The Heartland Institute is a climate-denying "think tank" in which industry-paid wordwhores scribble out industry-dictated assertions that fossil fuels are great, climate change isn't real, pollution is good for you, cancer is a vitamin, or whatever else their patrons have written down on the memo lines of their latest checks. It's that bad. It's one of the nation's leading industry propaganda teams—when you hear some dimwitted know-nothing on Fox News blurt out lines about how malevolent scientists have it in for Ma and Pa Oil Well, it's the Heartland Institute that sends out the releases coaching them on how to do it.
Heartland has been having a tougher go of things these days; the nation's biggest funder of anti-environmental propaganda, Rex Tillerson's ExxonMobil, has had to curtail that propaganda on the heels of the discovery that Exxon scientists themselves were certain of fossil-fuel based climate change even as the company was funding fraudulent "studies" to the contrary. But things have not been all bad: The stupidest fucking people in America have now all been given jobs in the federal government, thanks to President Doesn'tGiveACrap.
So last week Team Garbage Fire dispatched an entire team of freshly ensconced (and extremely dumb) government officials to wallow around in Heartland's deepest denial-bog.
The America First Energy Conference drew several federal officials. The Interior Department’s counselor for energy policy, Vincent DeVito, gave a keynote over dinner; Richard Westerdale II, a senior energy adviser at the State Department, was a panelist; and Scott Pruitt, head of the Environmental Protection Agency, addressed attendees in a pre-taped video.
The meeting’s mostly celebratory panels focused on climate myths, fossil fuels, and the dramatic shift in environmental policy under Trump: his announcement to withdraw from the Paris climate agreement, the proposed repeal of pollution rules for power plants, and EPA’s overhaul of its science advisory boards.
In past iterations of this game it's seemed that everyone on Heartland's staff was betting they'd be long dead before the most catastrophic effects of climate change were felt—but with recent climate measurements more often than not suggesting global changes are already happening faster than past theories supposed, that is an increasingly risky bet.
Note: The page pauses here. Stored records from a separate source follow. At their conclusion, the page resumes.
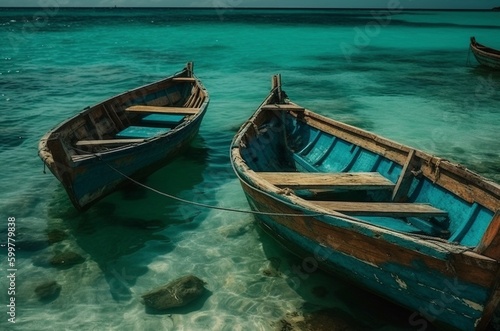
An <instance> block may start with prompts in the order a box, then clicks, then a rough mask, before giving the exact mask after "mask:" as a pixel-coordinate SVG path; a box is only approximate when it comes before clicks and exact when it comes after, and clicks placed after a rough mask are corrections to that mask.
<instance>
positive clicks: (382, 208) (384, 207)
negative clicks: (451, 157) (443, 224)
mask: <svg viewBox="0 0 500 331" xmlns="http://www.w3.org/2000/svg"><path fill="white" fill-rule="evenodd" d="M311 202H312V203H314V204H316V205H318V206H320V207H322V208H325V209H331V210H335V211H337V212H341V213H346V214H349V215H373V216H391V217H446V216H447V215H448V213H447V212H446V211H444V210H441V209H438V208H435V207H433V206H431V205H429V204H425V203H397V202H350V201H348V202H346V201H311Z"/></svg>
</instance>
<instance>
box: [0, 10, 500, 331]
mask: <svg viewBox="0 0 500 331" xmlns="http://www.w3.org/2000/svg"><path fill="white" fill-rule="evenodd" d="M40 10H42V12H43V9H41V8H37V9H32V10H18V9H4V10H1V11H0V35H2V37H3V38H2V39H3V40H7V41H8V42H4V43H2V44H1V45H0V138H1V139H0V158H1V162H0V170H1V173H2V174H3V176H2V177H0V187H1V188H2V190H1V192H0V210H1V211H2V217H3V218H4V221H3V222H2V223H1V224H2V226H1V228H0V234H1V236H2V240H1V241H2V242H5V241H6V237H7V226H6V219H7V217H15V218H16V219H17V223H16V225H17V226H16V235H17V237H16V238H17V239H18V242H17V243H18V246H17V247H18V249H19V250H18V251H17V252H16V268H17V269H18V272H17V278H16V296H15V298H16V302H17V306H16V308H17V309H16V313H17V316H16V317H17V319H16V322H17V323H16V324H15V325H13V324H10V323H8V322H7V318H6V317H5V316H6V314H5V312H6V311H5V312H3V313H2V315H3V316H4V317H3V318H1V319H0V327H1V328H3V329H5V328H7V329H13V330H14V329H15V330H29V329H36V330H54V329H55V330H62V329H68V330H94V329H95V330H104V329H116V330H118V329H120V330H138V329H144V330H158V329H165V330H274V329H275V328H276V327H278V326H279V324H276V322H277V321H279V320H280V319H282V318H284V317H286V316H287V314H289V315H288V317H290V314H293V313H295V312H298V313H299V314H300V313H302V312H307V311H310V310H313V309H316V308H318V307H327V308H332V309H335V311H336V312H337V313H335V314H333V315H334V316H336V322H335V323H336V325H345V324H347V325H349V327H348V329H352V330H354V329H356V327H357V328H358V329H360V328H361V329H364V330H366V329H372V330H413V329H414V330H418V329H419V327H421V325H415V324H414V325H411V323H410V322H409V316H410V314H411V312H404V311H400V310H397V309H396V308H395V307H394V306H391V305H390V304H387V303H384V302H383V301H380V300H378V299H377V298H375V297H373V296H371V295H369V294H367V293H365V292H362V291H359V290H356V289H353V288H352V287H350V286H348V285H346V284H345V283H344V282H342V281H340V280H337V279H332V278H330V277H328V276H326V275H324V274H322V273H320V272H312V273H304V272H303V270H302V271H301V270H300V269H298V268H300V267H301V265H302V261H300V260H297V259H295V258H293V257H292V256H291V255H289V254H288V253H287V252H285V251H284V250H282V249H281V248H280V247H278V246H277V245H276V244H274V242H273V241H272V240H270V239H269V238H268V237H267V236H266V235H265V234H263V233H262V232H261V231H260V230H259V229H258V228H256V227H255V224H254V222H253V218H252V217H251V216H249V215H246V214H235V213H228V212H222V211H215V210H206V209H202V208H197V207H193V206H190V205H186V204H182V203H179V202H175V201H173V200H170V199H167V198H165V197H162V196H159V195H156V194H154V193H152V192H150V191H147V190H144V189H142V188H137V187H132V188H131V189H129V190H126V191H125V190H124V191H120V192H116V193H115V194H113V195H110V196H109V197H107V198H106V199H104V200H103V201H102V202H100V203H99V204H97V205H96V206H95V207H93V208H92V209H91V210H89V211H88V212H86V213H84V214H78V213H77V212H76V211H75V210H74V209H73V207H72V206H71V204H70V202H69V200H68V199H67V197H66V195H65V192H64V190H63V189H62V187H61V186H60V185H59V183H58V182H57V181H56V180H55V178H54V177H53V176H52V175H50V174H44V173H43V164H42V162H41V161H40V160H39V159H38V157H37V142H38V139H39V138H40V137H41V136H42V135H43V134H44V133H45V132H46V131H47V130H48V129H49V128H51V127H52V126H54V125H56V124H57V123H59V122H60V121H62V120H63V119H65V118H67V117H68V116H70V115H72V114H74V113H76V112H77V111H79V110H81V109H82V108H84V107H86V106H88V105H91V104H95V103H97V102H99V101H101V100H103V99H105V98H108V97H110V96H112V95H114V94H117V93H120V92H122V91H123V90H126V89H129V88H133V87H136V86H138V85H141V84H145V83H148V82H150V81H152V80H156V79H160V78H162V77H163V76H164V75H169V74H171V73H173V72H175V71H177V70H180V69H181V68H182V66H183V65H184V64H185V63H186V62H187V61H194V62H195V72H196V73H197V75H198V76H199V77H200V78H201V79H202V80H203V82H204V84H205V85H206V87H207V88H208V90H209V92H210V94H211V104H210V106H209V112H208V114H207V116H206V118H205V120H204V123H203V125H202V128H201V132H200V134H199V136H198V138H197V139H196V141H194V143H193V145H192V147H191V148H190V149H189V150H188V151H187V152H186V153H185V154H184V155H182V156H181V157H179V158H178V159H176V160H175V161H174V162H172V163H170V164H169V165H167V166H166V167H165V168H163V169H162V170H160V171H158V172H157V173H155V174H153V175H152V176H150V177H149V178H148V179H147V180H146V181H145V183H146V184H147V185H150V186H152V187H155V188H156V189H158V190H161V191H165V192H168V193H170V194H174V195H177V196H180V197H182V198H185V199H189V200H193V201H196V202H201V203H207V204H213V205H218V206H223V207H230V208H240V209H247V208H248V207H247V205H246V201H245V199H244V197H243V193H242V191H241V189H240V187H239V184H238V182H237V180H236V179H235V176H234V174H233V172H232V169H231V167H230V164H229V158H228V150H229V144H230V141H231V138H232V136H233V135H234V134H235V132H236V130H237V128H238V127H239V126H240V125H241V124H242V123H243V122H244V121H245V120H246V119H247V118H248V117H249V116H250V115H251V114H252V112H253V111H254V110H255V108H256V107H257V106H258V105H259V104H260V102H261V101H262V100H263V98H264V97H265V96H266V95H267V93H268V91H269V88H270V77H271V75H272V74H274V73H281V74H282V77H283V83H284V89H285V90H286V91H287V93H288V95H289V97H290V98H291V99H292V100H294V101H295V102H298V103H299V104H302V105H304V106H306V107H308V108H310V109H312V110H315V111H318V112H320V113H322V114H325V115H327V116H330V117H333V118H336V119H339V120H341V121H345V122H347V123H350V124H353V125H357V126H360V127H362V128H364V129H368V130H371V131H374V132H376V133H379V134H382V135H385V136H387V137H389V138H391V139H394V140H396V141H400V142H402V143H405V144H408V145H411V146H413V147H416V148H420V149H423V150H426V151H428V152H431V153H434V154H436V155H439V156H441V157H445V158H447V159H450V160H453V161H455V162H459V163H462V164H464V165H465V166H467V167H469V168H471V169H473V170H475V171H477V172H479V173H481V174H483V175H485V176H486V177H488V178H491V179H492V180H495V181H497V182H500V175H499V173H500V153H499V152H500V145H499V144H498V128H497V123H498V122H499V121H500V111H499V109H498V105H499V101H500V92H498V91H500V89H499V87H500V74H498V73H490V72H488V71H485V70H482V69H480V68H478V67H477V64H476V63H475V60H474V59H473V58H472V56H471V55H470V54H469V53H468V42H469V37H470V36H471V35H475V36H476V38H477V40H478V41H479V42H482V43H485V44H489V45H492V46H493V47H496V48H500V44H498V40H497V39H496V38H495V37H496V36H497V35H498V31H499V29H500V20H498V15H497V13H490V12H428V11H425V12H414V11H411V12H400V13H393V15H390V16H388V15H387V13H379V12H370V11H290V10H282V11H259V10H230V9H224V10H222V9H218V10H217V9H208V10H159V9H155V10H151V9H119V10H104V9H102V10H91V9H88V10H76V9H71V10H69V9H64V10H63V9H60V10H55V9H54V10H53V11H51V12H48V11H45V13H46V15H45V16H43V15H40ZM36 13H38V14H36ZM37 15H38V20H36V17H37ZM495 43H497V44H496V45H495ZM59 252H74V253H77V254H79V256H81V257H82V258H83V259H84V261H83V262H82V263H79V264H76V265H74V266H71V267H66V266H65V267H62V268H61V267H59V268H55V267H53V266H51V265H50V262H49V261H50V259H51V258H52V257H53V256H54V255H55V254H56V253H59ZM1 259H2V260H1V261H0V267H1V269H0V270H2V273H3V274H2V277H1V278H0V279H1V281H0V288H1V289H2V290H0V300H1V302H2V304H3V303H7V302H8V300H9V295H8V294H7V291H5V290H4V289H6V288H7V287H8V282H7V279H6V277H4V275H6V274H7V269H8V267H7V256H6V250H5V249H3V250H2V256H1ZM79 262H81V261H79ZM187 273H194V274H196V275H197V276H198V277H200V278H202V279H203V280H205V281H206V282H207V289H208V291H207V292H206V295H205V296H204V297H202V298H201V299H200V300H199V301H197V302H196V303H195V304H194V305H193V306H189V307H187V308H185V309H179V310H176V311H174V312H173V313H172V314H170V313H168V314H151V313H148V312H146V311H145V309H144V306H143V305H142V304H141V303H140V302H139V300H138V299H139V297H140V295H141V294H143V293H145V292H147V291H148V290H150V289H152V288H154V287H156V286H158V285H162V284H164V283H167V282H168V281H170V280H172V279H174V278H177V277H180V276H183V275H185V274H187ZM270 275H271V276H270ZM272 276H275V277H272ZM50 280H55V281H57V282H58V283H59V284H60V285H61V292H60V294H59V296H57V298H55V299H54V300H51V301H45V302H40V301H39V300H38V299H37V297H36V295H35V293H34V290H35V288H36V287H37V286H38V285H39V284H41V283H43V282H44V281H50ZM2 315H0V316H2ZM7 317H8V316H7Z"/></svg>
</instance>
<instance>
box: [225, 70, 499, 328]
mask: <svg viewBox="0 0 500 331" xmlns="http://www.w3.org/2000/svg"><path fill="white" fill-rule="evenodd" d="M278 81H279V79H278ZM274 82H276V78H275V80H274ZM276 85H277V87H276ZM276 85H275V87H274V88H273V90H272V91H271V94H270V95H269V96H268V97H267V98H266V99H265V100H264V102H263V103H262V104H261V106H260V107H259V109H257V111H256V112H255V114H254V115H253V116H252V117H251V118H250V119H249V120H248V121H247V122H246V123H245V124H244V125H243V126H242V127H241V128H240V130H239V132H238V133H237V134H236V136H235V138H234V140H233V144H232V148H231V162H232V165H233V168H234V171H235V173H236V175H237V176H238V178H239V180H240V183H241V186H242V189H243V191H244V193H245V195H246V198H247V200H248V203H249V205H250V207H251V209H252V210H253V211H255V214H256V218H257V220H258V223H259V224H260V225H261V226H262V228H263V229H264V230H265V231H267V232H269V233H270V234H271V235H272V236H273V237H274V238H276V239H277V240H278V241H279V242H280V243H282V244H283V245H285V246H286V247H288V248H290V250H291V251H292V252H294V253H295V254H296V255H298V256H300V257H302V258H303V259H304V260H303V261H305V264H303V265H306V267H307V265H311V264H312V265H313V266H314V265H317V266H318V267H321V268H323V269H324V270H326V271H329V272H332V273H334V274H337V275H340V276H342V277H345V278H346V279H348V280H350V281H352V282H353V283H355V284H357V285H358V286H360V287H363V288H365V289H368V290H369V291H371V292H373V293H376V294H378V295H380V296H382V297H385V298H387V299H388V300H390V301H393V302H395V303H397V304H399V305H401V306H403V307H406V308H407V309H409V310H410V311H412V312H413V313H411V314H410V316H409V317H408V318H409V319H408V323H409V324H411V326H418V325H423V324H425V323H428V322H431V323H433V324H435V325H437V326H438V327H439V328H440V329H449V330H484V329H486V327H487V325H488V323H489V321H490V319H491V317H492V315H493V312H494V310H495V308H496V306H497V304H498V302H499V300H500V292H499V284H498V282H499V276H500V274H499V272H500V265H499V262H498V261H499V259H500V256H499V255H500V251H499V249H498V243H500V236H499V229H500V186H499V185H497V184H495V183H493V182H491V181H488V180H486V179H484V178H482V177H481V176H479V175H477V174H475V173H473V172H470V171H469V170H467V169H465V168H464V167H462V166H459V165H456V164H453V163H451V162H449V161H445V160H442V159H440V158H437V157H435V156H432V155H429V154H427V153H425V152H422V151H418V150H415V149H412V148H410V147H408V146H404V145H402V144H399V143H396V142H393V141H390V140H388V139H385V138H383V137H380V136H377V135H375V134H373V133H370V132H367V131H364V130H361V129H359V128H355V127H352V126H349V125H347V124H344V123H341V122H337V121H334V120H331V119H328V118H325V117H324V116H320V115H318V114H315V113H313V112H311V111H309V110H307V109H305V108H303V107H300V106H299V105H297V104H294V103H292V102H290V101H288V100H287V101H284V98H285V96H286V94H285V93H284V92H283V91H281V89H280V85H279V84H276ZM374 178H375V179H376V182H377V183H376V184H377V185H373V182H372V180H373V179H374ZM377 178H379V179H377ZM346 179H347V180H346ZM359 179H361V181H359ZM380 179H383V180H380ZM387 182H388V183H389V184H388V185H387V187H386V183H387ZM391 184H394V185H393V186H392V185H391ZM353 206H354V207H353ZM379 206H382V207H381V208H379ZM421 208H423V209H426V208H429V209H427V210H426V211H423V209H421ZM313 269H314V268H313ZM424 318H425V319H424Z"/></svg>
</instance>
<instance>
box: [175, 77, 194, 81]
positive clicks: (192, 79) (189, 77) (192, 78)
mask: <svg viewBox="0 0 500 331" xmlns="http://www.w3.org/2000/svg"><path fill="white" fill-rule="evenodd" d="M172 81H173V82H196V78H194V77H175V78H172Z"/></svg>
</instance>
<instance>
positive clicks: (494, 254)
mask: <svg viewBox="0 0 500 331" xmlns="http://www.w3.org/2000/svg"><path fill="white" fill-rule="evenodd" d="M474 251H475V252H477V253H479V254H482V255H485V256H488V257H491V258H492V259H495V260H497V261H498V260H500V209H499V210H497V211H496V213H495V215H493V219H492V220H491V222H490V225H489V226H488V229H486V232H485V233H484V235H483V238H481V242H480V243H479V245H478V246H477V247H476V249H474Z"/></svg>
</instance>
At this point, it appears that they are instead betting that they will be able to catch a quick plane ride to a friendly kleptocracy before the true victims of climate change—for example, anyone who owns property in Florida—are able to fully assemble the guillotines.
As usual, Heartland's prime obsession is to undo any and all regulations that harm the "energy" industry, by which they invariably mean the fossil fuel industry and no others. This is not limited to arguments about climate change; the "Institute" is also extremely irritated at the thought that the check-writers can't just murder American citizens outright.
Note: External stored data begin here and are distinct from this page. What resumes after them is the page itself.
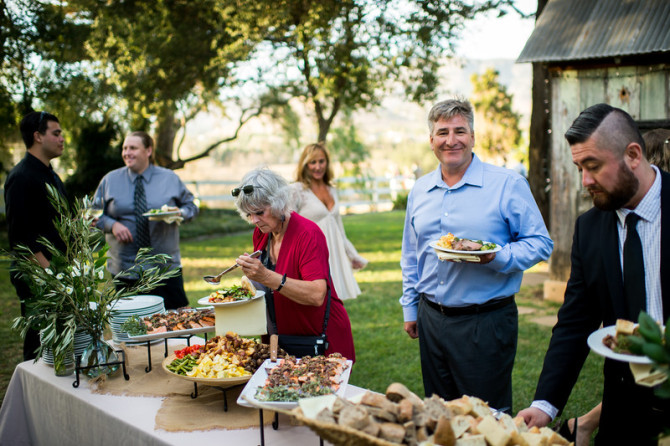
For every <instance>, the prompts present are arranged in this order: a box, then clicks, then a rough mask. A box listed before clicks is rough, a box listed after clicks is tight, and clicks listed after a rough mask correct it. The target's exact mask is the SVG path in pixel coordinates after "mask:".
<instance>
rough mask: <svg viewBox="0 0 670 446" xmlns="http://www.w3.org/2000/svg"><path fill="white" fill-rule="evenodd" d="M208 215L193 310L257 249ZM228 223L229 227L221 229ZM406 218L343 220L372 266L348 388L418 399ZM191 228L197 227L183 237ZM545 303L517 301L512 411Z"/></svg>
mask: <svg viewBox="0 0 670 446" xmlns="http://www.w3.org/2000/svg"><path fill="white" fill-rule="evenodd" d="M204 217H205V218H203V223H204V222H206V225H204V224H203V226H207V228H205V229H203V228H202V227H198V226H199V225H198V222H197V220H196V222H193V223H190V224H187V225H184V233H188V234H190V235H192V238H189V239H185V240H184V241H183V242H182V248H181V249H182V257H183V266H184V275H185V278H184V279H185V284H186V291H187V294H188V297H189V300H190V302H191V304H193V305H195V303H196V301H197V300H198V299H199V298H201V297H203V296H205V295H207V294H208V293H209V292H211V290H212V288H211V286H209V285H207V284H206V283H205V282H204V281H203V280H202V279H201V277H202V276H203V275H205V274H212V273H217V272H219V271H221V270H222V269H223V268H225V267H227V266H230V265H232V264H233V262H234V259H235V258H236V257H237V256H238V255H239V254H240V253H242V252H245V251H246V252H250V251H251V249H252V246H251V230H250V229H248V228H249V227H248V226H245V225H246V224H245V223H244V222H242V221H241V219H239V221H237V220H235V218H233V216H231V215H224V214H220V215H216V218H212V217H211V215H210V214H204ZM224 217H225V218H227V219H229V220H230V222H229V223H226V224H222V221H223V218H224ZM238 218H239V217H238ZM403 219H404V212H402V211H393V212H386V213H377V214H363V215H351V216H346V217H344V225H345V227H346V230H347V234H348V236H349V238H350V239H351V241H352V242H353V243H354V245H355V246H356V247H357V249H358V250H359V251H360V252H361V254H362V255H363V256H364V257H366V258H367V259H368V260H369V261H370V264H369V265H368V266H367V267H366V268H365V269H364V270H363V271H360V272H358V273H356V278H357V280H358V282H359V284H360V287H361V290H362V291H363V294H362V295H361V296H359V297H358V299H355V300H347V301H345V306H346V308H347V311H348V313H349V317H350V318H351V323H352V327H353V332H354V341H355V344H356V357H357V362H356V366H355V368H354V372H353V373H352V375H351V381H350V382H351V383H352V384H355V385H357V386H361V387H365V388H369V389H372V390H376V391H381V392H383V391H384V390H385V389H386V387H387V386H388V385H389V384H390V383H392V382H394V381H399V382H402V383H404V384H406V385H407V386H408V387H409V388H410V389H412V390H413V391H415V392H417V393H418V394H423V390H422V389H423V388H422V384H421V371H420V365H419V346H418V342H417V341H416V340H412V339H410V338H409V336H407V334H405V332H404V330H403V321H402V311H401V308H400V305H399V304H398V298H399V297H400V294H401V292H402V286H401V280H402V277H401V272H400V266H399V262H400V245H401V238H402V228H403ZM240 222H241V223H242V225H241V226H240V225H239V223H240ZM228 225H236V226H235V231H238V232H235V231H233V230H229V228H230V227H229V226H228ZM189 226H192V227H191V228H189V230H188V231H186V228H188V227H189ZM212 230H213V231H214V232H215V234H216V235H213V236H209V237H203V234H204V233H207V232H208V231H212ZM240 230H242V231H241V232H239V231H240ZM224 234H228V235H224ZM240 274H241V273H240V272H239V271H236V272H234V273H232V274H229V275H227V276H226V277H225V278H224V280H223V281H222V285H223V286H228V285H231V284H232V283H234V282H235V281H236V280H239V277H240ZM0 281H2V282H1V284H2V285H3V286H2V287H0V340H1V341H2V344H3V346H4V349H3V350H4V352H3V356H4V357H3V360H2V362H1V363H0V397H4V393H5V389H6V386H7V384H8V382H9V378H10V377H11V374H12V371H13V369H14V366H15V365H16V364H17V363H18V362H19V361H20V359H21V343H20V340H19V338H18V336H17V335H16V334H15V333H13V332H12V331H11V329H10V328H9V327H10V326H11V321H12V319H13V318H14V317H15V316H17V315H18V313H19V307H18V302H17V299H16V295H15V294H14V289H13V287H12V286H11V284H10V283H9V278H8V275H7V272H6V265H4V268H3V271H2V273H1V274H0ZM541 297H542V287H541V286H535V287H530V286H524V287H522V290H521V292H520V293H519V294H518V295H517V302H518V303H519V305H522V306H528V307H532V308H534V309H535V312H534V313H532V314H524V315H521V316H520V318H519V349H518V353H517V358H516V366H515V372H514V408H513V411H514V412H516V411H518V410H520V409H522V408H524V407H526V406H527V405H528V404H530V402H531V401H532V398H533V393H534V391H535V384H536V382H537V378H538V375H539V373H540V370H541V367H542V361H543V358H544V353H545V351H546V347H547V345H548V342H549V337H550V335H551V329H550V328H549V327H545V326H541V325H538V324H536V323H534V322H532V321H531V319H533V318H535V317H538V316H542V315H552V314H555V313H556V311H557V310H558V305H556V304H553V303H547V302H544V301H543V300H542V299H541ZM601 370H602V360H601V359H600V358H599V357H594V355H591V356H590V357H589V360H588V361H587V365H586V367H585V368H584V370H583V371H582V375H581V377H580V380H579V382H578V385H577V386H576V388H575V390H574V391H573V394H572V396H571V398H570V401H569V403H568V406H567V407H566V410H565V415H564V416H574V415H578V414H582V413H584V412H586V411H587V410H589V409H590V408H591V407H593V406H594V405H595V404H596V403H597V402H598V401H600V397H601V388H602V381H601V380H602V373H601Z"/></svg>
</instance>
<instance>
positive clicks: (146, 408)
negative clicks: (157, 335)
mask: <svg viewBox="0 0 670 446" xmlns="http://www.w3.org/2000/svg"><path fill="white" fill-rule="evenodd" d="M130 379H131V380H132V379H133V376H132V374H131V376H130ZM74 380H75V376H74V375H72V376H68V377H58V376H55V375H54V371H53V368H52V367H49V366H47V365H45V364H44V363H42V362H41V361H39V362H37V363H33V362H32V361H27V362H23V363H21V364H19V365H18V366H17V367H16V369H15V370H14V374H13V375H12V379H11V381H10V383H9V387H8V388H7V393H6V395H5V399H4V401H3V403H2V408H1V409H0V446H10V445H11V446H23V445H26V446H27V445H32V446H40V445H45V446H58V445H64V446H65V445H67V446H70V445H96V446H98V445H110V446H112V445H113V446H119V445H186V444H192V445H213V444H227V445H239V446H246V445H258V444H260V429H259V428H258V427H256V428H251V429H238V430H225V429H213V430H208V431H193V432H167V431H165V430H161V429H156V428H155V418H156V413H157V412H158V410H159V408H160V407H161V403H162V400H163V398H156V397H133V396H114V395H102V394H96V393H92V392H91V391H90V390H89V388H88V382H87V381H86V379H83V380H81V384H80V386H79V388H74V387H73V386H72V383H73V382H74ZM362 391H364V389H361V388H360V387H356V386H351V385H349V386H347V391H346V396H347V397H351V396H354V395H356V394H358V393H360V392H362ZM231 403H232V404H235V403H234V402H231ZM223 416H225V415H223ZM279 420H280V421H279V429H278V430H274V429H272V427H271V426H269V425H266V426H265V429H264V432H265V444H266V445H268V446H274V445H286V446H296V445H301V446H302V445H314V446H316V445H318V444H319V438H318V436H317V435H316V434H315V433H313V432H312V431H311V430H309V428H307V427H305V426H292V425H291V424H290V420H289V419H288V418H285V417H284V416H280V419H279Z"/></svg>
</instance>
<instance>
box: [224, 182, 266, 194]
mask: <svg viewBox="0 0 670 446" xmlns="http://www.w3.org/2000/svg"><path fill="white" fill-rule="evenodd" d="M255 188H256V189H262V188H261V187H258V186H256V187H255ZM253 191H254V185H253V184H247V185H246V186H242V187H236V188H235V189H233V190H232V191H230V193H231V194H233V197H237V196H238V195H240V193H241V192H244V194H245V195H249V194H251V193H252V192H253Z"/></svg>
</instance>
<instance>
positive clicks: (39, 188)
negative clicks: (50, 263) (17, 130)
mask: <svg viewBox="0 0 670 446" xmlns="http://www.w3.org/2000/svg"><path fill="white" fill-rule="evenodd" d="M20 126H21V136H22V137H23V141H24V142H25V144H26V148H27V151H26V155H25V157H24V158H23V159H22V160H21V161H20V162H19V163H18V164H17V165H16V166H15V167H14V168H13V169H12V171H11V172H10V173H9V176H7V180H6V181H5V207H6V212H7V227H8V232H9V244H10V247H11V248H12V249H14V248H15V247H16V246H18V245H23V246H27V247H28V248H30V250H31V251H32V253H33V254H34V259H35V261H36V262H38V263H39V264H40V265H41V266H42V267H43V268H46V267H48V266H49V262H50V259H51V256H50V254H49V252H48V251H47V250H46V248H45V247H44V246H43V245H42V244H41V243H40V242H39V241H38V239H39V238H40V237H41V236H43V237H45V238H46V239H47V240H49V241H50V242H52V243H53V244H54V245H55V246H56V247H57V248H58V249H63V250H64V248H65V246H64V244H63V241H62V240H61V238H60V237H59V235H58V232H57V231H56V229H55V228H54V224H53V221H54V219H55V218H56V216H57V214H56V210H55V209H54V207H53V205H52V204H51V202H50V201H49V198H48V195H47V188H46V185H47V184H50V185H52V186H54V187H56V188H57V189H58V191H59V192H60V193H61V194H62V195H64V196H65V188H64V187H63V182H62V181H61V180H60V178H59V177H58V175H57V174H56V172H54V170H53V168H52V167H51V160H52V159H54V158H58V157H59V156H61V155H62V154H63V142H64V138H63V131H62V130H61V128H60V124H59V122H58V118H56V117H55V116H54V115H52V114H49V113H47V112H31V113H28V114H27V115H26V116H24V118H23V119H22V120H21V125H20ZM10 278H11V281H12V284H13V285H14V287H15V288H16V294H18V296H19V299H20V300H21V314H22V315H24V316H25V314H26V304H28V305H29V303H30V300H31V299H32V298H33V294H32V293H31V291H30V288H29V286H28V284H27V283H26V282H25V281H24V280H23V279H21V278H20V277H19V276H18V273H17V272H15V271H13V268H12V271H11V272H10ZM39 345H40V340H39V333H38V332H37V331H36V330H32V329H31V330H29V331H28V334H27V335H26V338H25V340H24V343H23V359H24V360H29V359H34V358H35V350H36V349H37V348H38V347H39Z"/></svg>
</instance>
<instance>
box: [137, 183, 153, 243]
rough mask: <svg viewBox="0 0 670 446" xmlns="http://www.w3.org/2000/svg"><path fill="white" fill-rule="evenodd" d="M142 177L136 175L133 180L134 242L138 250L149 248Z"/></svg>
mask: <svg viewBox="0 0 670 446" xmlns="http://www.w3.org/2000/svg"><path fill="white" fill-rule="evenodd" d="M143 180H144V177H143V176H142V175H138V176H137V178H135V197H134V198H135V222H136V226H137V234H135V242H136V243H137V245H138V246H139V247H140V248H144V247H148V246H151V237H150V235H149V220H148V219H147V218H146V217H145V216H143V215H142V214H144V213H145V212H147V196H146V194H145V192H144V181H143Z"/></svg>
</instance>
Other suggestions included redoing the EPA’s valuation for a human life, rolling back standards for small particulates and ozone, and updating the cost-benefit analysis of new regulations to include job impacts.
I mean, c'mon. If you can't poison entire downwind communities, what the hell is even the point of running an "energy" company?
So yes, America, the Heartland Institute is still a thing. They are still rolling along unhindered by either ethics or actual science; they still make a fine living whoring for whatever industry is willing to write the biggest checks.
And, of course, Team Garbage Fire is all over a hip new scene like that.